Je suis de gauche démocrate anti-raciste et internationaliste. Tout devrait donc me pousser contre vous, et dans le camp du Bien, des belles personnes, des bienpensants, des honnêtes gens, des gens de bien, et pourtant : non. Eux aussi se proclament cependant de gauche, démocrates, anti-racistes, internationalistes. 

Je le répète, les honnêtes gens en mènent, des batailles. J'ai pu comprendre, au fil des années, et des défaites, qu'ils ne parlaient pas la même langue que moi. 

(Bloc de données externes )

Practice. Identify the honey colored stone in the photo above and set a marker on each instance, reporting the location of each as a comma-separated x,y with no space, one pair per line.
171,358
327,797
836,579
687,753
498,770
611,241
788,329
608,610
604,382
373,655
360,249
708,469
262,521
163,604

Ça a débuté comme ça : Edgar Morin était attaqué pour "incitation à la haine raciale". Et pourquoi pas Gandhi, tant qu'on y est ? D'autres affaires, innombrables, du même acabit, avant et après l'affaire Morin, firent monter la crispation. Le cas Dieudonné est exceptionnel : un métis qui se pense comme tel (donc un pont entre deux continents, deux cultures, donc une négation vivante du racisme) dont le patronyme est devenu synonyme de racisme, quoi de plus tragi-comique ? Mais l'histoire est pleine de ces grands renversements, de ces transferts. Il est facile d'accuser l'Autre d'être ce que nous ne voulons pas voir que nous sommes.

Je ne vous avais encore pas lu. Je vous avais entendu, je crois, dans l'émission Ce soir ou jamais, à propos de cette désormais fameuse complainte du seul blanc. Je n'en avais rien pensé de particulier, si ce n'est que c'est une chanson qui ne peut me toucher. Je ne suis pas attentif à ces détails, je ne les remarque pas, et je suis incapable de réduire un individu à une quelconque communauté. Je crois que je suis nietzschéen par réflexe : dans "Deviens ce que tu es", le terme important est "deviens". Un Homme à la peau noire n'est pas noir tant qu'il ne l'est pas devenu. Sous le regard éhonté du colonisateur (lequel était de centre-gauche, ce conflit idéologique ne date pas d'hier, et j'estime ainsi mon positionnement tout à fait cohérent dans ma critique du racisme et du colonialisme depuis Jules Ferry jusqu'à SOS Racisme), il est devenu nègre. La négritude et le jazz font plus pour ridiculiser le colonialisme que toute la bienpensance anti-raciste réunie - et pour cause !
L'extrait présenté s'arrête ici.